Aquí empieza todo
Buenos días a todos.
Mi historia es parecida a la de muchos jovenes. Desde pequeño te dicen que has de estudiar para ser un hombre de provecho. Tu estudias (bueno, yo no demasiado, pero aprobaba que es lo importante) y llega un momento en el que tomas la decisión
¿que quiero ser de mayor?
Aunque los 16 años no es la edad mas adecuada para tomar una decisión tan importante como esa, así funcionan las cosas. Yo lo tuve claro, quería ser informático. Así que dicho y hecho. A la universidad me fui, a pasar los mejores años de mi (por entonces) corta vida. Aunque no lo parezca el tiempo va pasando y llega un momento en que de tanto aprobar acabas la carrera. Ese es el momento en que por fin ves como tus metas se cumplen. Llega el día soñado en que después de varias entrevistas de trabajo consigues que alguien se fije en tí y te ofrezca un trabajo acorde con tu valía, estimulante y bien remunerado.
¿O no?
Lo malo es darte cuenta que has tenido la curiosa manía de acabar la carrera en el año 2001. Hace tiempo hubo dos fenómenos que coincidieron en el tiempo. El efecto 2000 y el boom de Internet. Juntos proporcionaron trabajo muy bien pagado a miles de informáticos, pero ambos se acabaron, a la vez, y de la misma manera que dieron trabajo, pusieron a muchos informáticos en la calle. Así que de repente te encuentras que apenas hay ofertas de trabajo, y las pocas que hay se las quedan gente con experiencia (experiencia que tu no tienes y que nunca conseguirás como sigas así) por unos sueldos míseros, en unas condiciones de semi-esclavitud que estás obligado a aceptar porque sino las aceptará otro y te quedarás sin trabajo.

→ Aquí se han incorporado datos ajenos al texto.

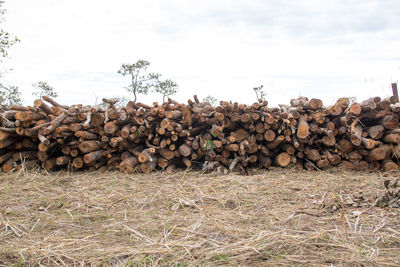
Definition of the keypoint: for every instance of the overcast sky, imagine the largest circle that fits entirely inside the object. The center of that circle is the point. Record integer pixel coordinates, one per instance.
(324, 49)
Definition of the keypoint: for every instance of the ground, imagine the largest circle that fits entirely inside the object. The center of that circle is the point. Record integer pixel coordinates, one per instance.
(273, 218)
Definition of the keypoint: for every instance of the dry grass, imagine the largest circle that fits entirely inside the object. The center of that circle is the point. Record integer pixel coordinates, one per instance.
(280, 217)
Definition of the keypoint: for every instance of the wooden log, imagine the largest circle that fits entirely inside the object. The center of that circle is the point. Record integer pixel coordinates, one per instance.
(389, 165)
(148, 166)
(77, 162)
(302, 128)
(9, 165)
(110, 128)
(6, 156)
(43, 106)
(63, 160)
(49, 164)
(185, 150)
(379, 153)
(86, 135)
(92, 156)
(146, 155)
(7, 142)
(128, 165)
(283, 159)
(392, 138)
(29, 116)
(376, 132)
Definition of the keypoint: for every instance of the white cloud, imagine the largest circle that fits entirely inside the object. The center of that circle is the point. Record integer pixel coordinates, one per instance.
(323, 49)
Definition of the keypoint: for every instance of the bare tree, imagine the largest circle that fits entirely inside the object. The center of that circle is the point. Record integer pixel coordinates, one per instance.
(166, 88)
(260, 93)
(10, 95)
(140, 81)
(211, 100)
(44, 89)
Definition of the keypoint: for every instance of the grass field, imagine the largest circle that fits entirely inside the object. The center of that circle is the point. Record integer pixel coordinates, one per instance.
(278, 217)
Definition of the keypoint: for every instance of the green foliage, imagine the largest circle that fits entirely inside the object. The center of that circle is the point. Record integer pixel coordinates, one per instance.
(260, 93)
(6, 39)
(211, 100)
(44, 89)
(10, 95)
(166, 88)
(141, 81)
(209, 145)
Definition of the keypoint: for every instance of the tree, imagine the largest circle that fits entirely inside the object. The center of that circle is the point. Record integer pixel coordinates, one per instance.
(10, 95)
(166, 88)
(122, 101)
(352, 99)
(259, 93)
(44, 89)
(211, 100)
(6, 39)
(140, 81)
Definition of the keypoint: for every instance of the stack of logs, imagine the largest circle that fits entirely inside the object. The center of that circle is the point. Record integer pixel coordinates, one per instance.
(228, 138)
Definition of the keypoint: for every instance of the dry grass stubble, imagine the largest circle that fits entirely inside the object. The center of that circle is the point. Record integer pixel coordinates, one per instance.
(273, 218)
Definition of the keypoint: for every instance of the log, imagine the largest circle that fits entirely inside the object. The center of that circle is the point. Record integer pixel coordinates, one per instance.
(283, 159)
(302, 128)
(89, 146)
(128, 165)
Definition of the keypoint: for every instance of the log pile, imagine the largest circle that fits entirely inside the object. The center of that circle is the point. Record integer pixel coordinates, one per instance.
(228, 138)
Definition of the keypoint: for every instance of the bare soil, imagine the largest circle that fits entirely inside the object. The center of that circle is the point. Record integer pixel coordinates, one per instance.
(273, 218)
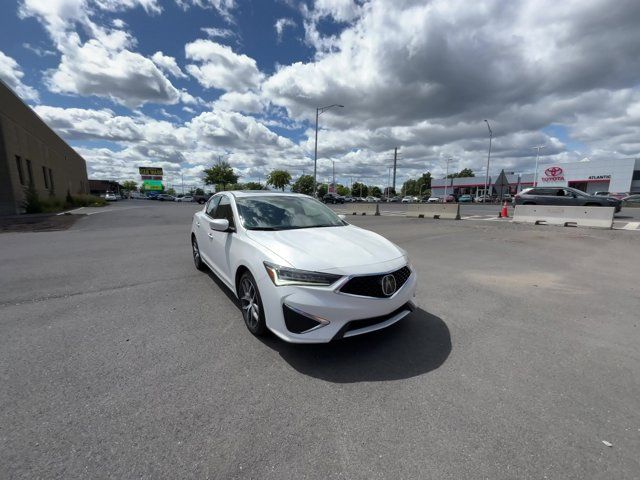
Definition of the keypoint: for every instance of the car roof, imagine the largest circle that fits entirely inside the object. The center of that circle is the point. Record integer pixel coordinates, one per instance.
(262, 193)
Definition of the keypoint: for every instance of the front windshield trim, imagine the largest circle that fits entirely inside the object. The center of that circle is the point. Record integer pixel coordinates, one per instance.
(284, 212)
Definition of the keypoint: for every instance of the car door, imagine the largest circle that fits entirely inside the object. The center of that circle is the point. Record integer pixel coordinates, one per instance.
(202, 227)
(218, 244)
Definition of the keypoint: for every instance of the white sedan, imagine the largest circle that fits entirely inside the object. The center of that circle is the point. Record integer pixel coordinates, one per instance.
(298, 269)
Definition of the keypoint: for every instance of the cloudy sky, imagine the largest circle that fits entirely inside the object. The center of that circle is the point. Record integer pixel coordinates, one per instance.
(180, 83)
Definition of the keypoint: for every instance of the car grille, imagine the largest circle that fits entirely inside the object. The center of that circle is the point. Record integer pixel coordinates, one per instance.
(369, 322)
(371, 285)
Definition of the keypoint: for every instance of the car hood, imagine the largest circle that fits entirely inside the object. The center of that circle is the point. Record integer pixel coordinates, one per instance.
(328, 248)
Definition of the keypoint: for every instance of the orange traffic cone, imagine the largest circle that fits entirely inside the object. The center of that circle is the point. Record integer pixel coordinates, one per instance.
(505, 212)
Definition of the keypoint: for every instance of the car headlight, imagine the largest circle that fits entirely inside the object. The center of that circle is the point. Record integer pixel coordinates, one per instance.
(292, 276)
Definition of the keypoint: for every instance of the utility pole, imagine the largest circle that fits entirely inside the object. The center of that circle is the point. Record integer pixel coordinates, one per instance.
(319, 111)
(395, 163)
(335, 190)
(486, 178)
(535, 175)
(446, 182)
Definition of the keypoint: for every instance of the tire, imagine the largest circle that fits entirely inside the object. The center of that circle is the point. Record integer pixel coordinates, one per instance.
(251, 305)
(197, 260)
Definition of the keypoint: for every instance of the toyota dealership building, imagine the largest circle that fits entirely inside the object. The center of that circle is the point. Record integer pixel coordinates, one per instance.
(589, 176)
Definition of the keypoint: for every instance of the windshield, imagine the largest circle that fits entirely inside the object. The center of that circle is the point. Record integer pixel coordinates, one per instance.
(271, 212)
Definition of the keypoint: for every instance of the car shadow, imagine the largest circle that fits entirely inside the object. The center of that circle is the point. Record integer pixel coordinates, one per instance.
(416, 345)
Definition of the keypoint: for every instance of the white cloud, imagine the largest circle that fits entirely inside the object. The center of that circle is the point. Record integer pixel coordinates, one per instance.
(281, 24)
(12, 74)
(223, 7)
(104, 65)
(121, 75)
(247, 102)
(220, 67)
(214, 32)
(167, 64)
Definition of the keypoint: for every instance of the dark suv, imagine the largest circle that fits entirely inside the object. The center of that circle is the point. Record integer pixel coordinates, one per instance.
(565, 196)
(332, 198)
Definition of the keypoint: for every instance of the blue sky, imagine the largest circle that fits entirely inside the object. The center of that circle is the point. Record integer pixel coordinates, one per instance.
(180, 83)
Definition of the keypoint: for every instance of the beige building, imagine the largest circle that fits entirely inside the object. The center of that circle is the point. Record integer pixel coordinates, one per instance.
(30, 152)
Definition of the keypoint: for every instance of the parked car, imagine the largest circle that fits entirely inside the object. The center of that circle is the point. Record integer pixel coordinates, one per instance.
(332, 198)
(331, 284)
(201, 199)
(618, 195)
(564, 196)
(632, 200)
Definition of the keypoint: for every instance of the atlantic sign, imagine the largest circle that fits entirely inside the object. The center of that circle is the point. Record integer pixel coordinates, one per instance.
(553, 174)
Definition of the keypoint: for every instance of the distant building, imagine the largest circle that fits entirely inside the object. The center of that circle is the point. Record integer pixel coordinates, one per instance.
(622, 175)
(32, 153)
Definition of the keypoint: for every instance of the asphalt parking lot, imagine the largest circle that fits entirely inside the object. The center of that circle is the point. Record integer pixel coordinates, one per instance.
(120, 360)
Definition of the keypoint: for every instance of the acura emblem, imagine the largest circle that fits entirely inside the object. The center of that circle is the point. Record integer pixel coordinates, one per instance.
(388, 285)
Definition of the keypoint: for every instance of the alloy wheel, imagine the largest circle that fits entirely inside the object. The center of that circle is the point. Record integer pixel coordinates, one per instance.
(249, 303)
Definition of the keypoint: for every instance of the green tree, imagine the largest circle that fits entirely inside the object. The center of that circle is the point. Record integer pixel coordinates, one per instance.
(130, 185)
(359, 189)
(253, 186)
(465, 172)
(220, 174)
(279, 178)
(304, 184)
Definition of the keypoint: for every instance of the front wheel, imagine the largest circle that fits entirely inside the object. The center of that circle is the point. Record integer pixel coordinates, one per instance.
(251, 305)
(197, 259)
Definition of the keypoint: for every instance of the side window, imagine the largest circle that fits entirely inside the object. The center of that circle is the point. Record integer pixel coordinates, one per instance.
(224, 211)
(212, 204)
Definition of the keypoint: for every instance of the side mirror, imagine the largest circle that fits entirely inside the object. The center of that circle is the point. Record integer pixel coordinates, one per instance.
(219, 224)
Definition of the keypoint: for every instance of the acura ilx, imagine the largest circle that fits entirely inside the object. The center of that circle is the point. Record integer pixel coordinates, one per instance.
(300, 270)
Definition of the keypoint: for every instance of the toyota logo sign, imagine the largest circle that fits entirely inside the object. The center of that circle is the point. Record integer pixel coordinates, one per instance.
(388, 285)
(553, 172)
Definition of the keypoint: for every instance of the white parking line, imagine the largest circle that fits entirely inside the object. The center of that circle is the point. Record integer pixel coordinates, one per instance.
(631, 226)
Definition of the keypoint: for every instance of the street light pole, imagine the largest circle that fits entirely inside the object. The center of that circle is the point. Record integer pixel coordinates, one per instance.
(319, 111)
(446, 180)
(535, 175)
(486, 178)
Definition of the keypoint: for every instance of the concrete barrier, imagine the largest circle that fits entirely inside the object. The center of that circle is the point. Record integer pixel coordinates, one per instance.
(595, 217)
(434, 210)
(362, 209)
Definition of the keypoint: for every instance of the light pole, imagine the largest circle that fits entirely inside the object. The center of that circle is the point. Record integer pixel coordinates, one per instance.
(486, 178)
(334, 176)
(446, 180)
(535, 175)
(319, 111)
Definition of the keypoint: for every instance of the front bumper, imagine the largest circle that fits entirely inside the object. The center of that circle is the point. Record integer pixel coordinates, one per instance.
(337, 314)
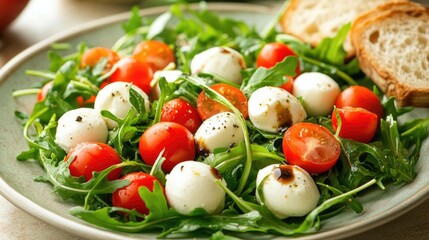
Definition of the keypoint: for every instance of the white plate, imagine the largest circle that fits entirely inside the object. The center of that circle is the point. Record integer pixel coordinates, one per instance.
(16, 178)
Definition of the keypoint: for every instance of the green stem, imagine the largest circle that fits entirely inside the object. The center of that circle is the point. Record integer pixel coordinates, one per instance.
(24, 92)
(121, 41)
(221, 99)
(273, 23)
(28, 125)
(48, 75)
(331, 68)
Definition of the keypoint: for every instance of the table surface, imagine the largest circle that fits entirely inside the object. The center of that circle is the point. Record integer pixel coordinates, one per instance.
(42, 19)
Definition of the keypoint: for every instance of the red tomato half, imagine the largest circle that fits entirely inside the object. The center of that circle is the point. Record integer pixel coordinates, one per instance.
(155, 53)
(93, 157)
(93, 55)
(133, 71)
(207, 107)
(358, 96)
(128, 197)
(311, 146)
(181, 112)
(357, 123)
(271, 54)
(176, 141)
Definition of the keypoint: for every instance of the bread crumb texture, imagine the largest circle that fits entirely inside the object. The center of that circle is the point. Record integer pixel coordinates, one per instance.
(313, 20)
(401, 46)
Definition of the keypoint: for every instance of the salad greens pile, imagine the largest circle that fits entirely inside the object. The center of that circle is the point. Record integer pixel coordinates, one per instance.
(390, 158)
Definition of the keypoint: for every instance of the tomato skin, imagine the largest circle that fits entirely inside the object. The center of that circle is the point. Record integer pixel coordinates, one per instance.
(176, 141)
(311, 146)
(155, 53)
(181, 112)
(358, 96)
(93, 55)
(128, 197)
(275, 52)
(133, 71)
(207, 107)
(358, 124)
(93, 156)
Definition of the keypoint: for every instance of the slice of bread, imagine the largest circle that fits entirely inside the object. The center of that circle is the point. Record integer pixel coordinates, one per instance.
(313, 20)
(392, 46)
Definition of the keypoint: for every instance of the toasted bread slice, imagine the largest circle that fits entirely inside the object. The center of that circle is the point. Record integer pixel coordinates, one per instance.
(314, 20)
(392, 46)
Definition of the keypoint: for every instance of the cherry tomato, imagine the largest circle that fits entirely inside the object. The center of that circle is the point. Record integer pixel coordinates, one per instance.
(93, 55)
(155, 53)
(93, 157)
(128, 197)
(311, 146)
(207, 107)
(44, 91)
(271, 54)
(358, 124)
(181, 112)
(176, 141)
(358, 96)
(131, 70)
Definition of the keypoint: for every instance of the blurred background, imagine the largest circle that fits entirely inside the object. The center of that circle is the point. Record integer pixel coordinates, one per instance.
(43, 18)
(40, 19)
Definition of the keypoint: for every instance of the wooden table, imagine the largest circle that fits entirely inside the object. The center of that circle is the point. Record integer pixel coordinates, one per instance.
(44, 18)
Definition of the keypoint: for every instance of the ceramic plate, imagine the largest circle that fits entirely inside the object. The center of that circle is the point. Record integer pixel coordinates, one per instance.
(16, 178)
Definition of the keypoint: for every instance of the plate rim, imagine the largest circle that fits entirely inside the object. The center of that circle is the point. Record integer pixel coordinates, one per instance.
(92, 231)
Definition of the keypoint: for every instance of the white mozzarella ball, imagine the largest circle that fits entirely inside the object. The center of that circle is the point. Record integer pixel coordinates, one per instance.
(115, 98)
(220, 130)
(273, 108)
(80, 125)
(318, 91)
(192, 185)
(223, 61)
(169, 75)
(288, 191)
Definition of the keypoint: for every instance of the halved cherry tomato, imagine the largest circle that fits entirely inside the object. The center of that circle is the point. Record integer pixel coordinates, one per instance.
(128, 197)
(181, 112)
(155, 53)
(207, 107)
(358, 96)
(311, 146)
(275, 52)
(93, 157)
(358, 124)
(133, 71)
(93, 55)
(176, 141)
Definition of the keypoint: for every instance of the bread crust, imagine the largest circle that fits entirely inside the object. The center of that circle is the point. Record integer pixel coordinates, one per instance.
(386, 79)
(295, 11)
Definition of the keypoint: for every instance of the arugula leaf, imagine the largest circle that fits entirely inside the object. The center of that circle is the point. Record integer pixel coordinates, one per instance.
(274, 76)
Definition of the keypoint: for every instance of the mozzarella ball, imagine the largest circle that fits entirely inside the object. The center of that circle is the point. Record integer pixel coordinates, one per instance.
(169, 75)
(220, 130)
(271, 109)
(318, 91)
(192, 185)
(222, 61)
(80, 125)
(288, 191)
(115, 98)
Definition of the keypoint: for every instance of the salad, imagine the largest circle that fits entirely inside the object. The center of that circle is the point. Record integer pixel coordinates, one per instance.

Con el paso del tiempo y las entrevistas consigues un trabajo. No está bien pagado, el horario es malo, es un trabajo mecánico y monótono y las instalaciones son tercermundistas, pero bueno es tu trabajo y lo aceptas. Poco a poco te vas adaptando, te acostumbras al dinero y hasta quieres tener la sensación de conocer lo que son las vacaciones pagadas y sin tener que estudiar, cuando de repente, cinco minutos antes de acabar tu jornada laboral, te llama por teléfono el jefe supremo y te despide. Sin mas. No te da ningún motivo. Tú has hecho bien tu trabajo, pero eso no importa.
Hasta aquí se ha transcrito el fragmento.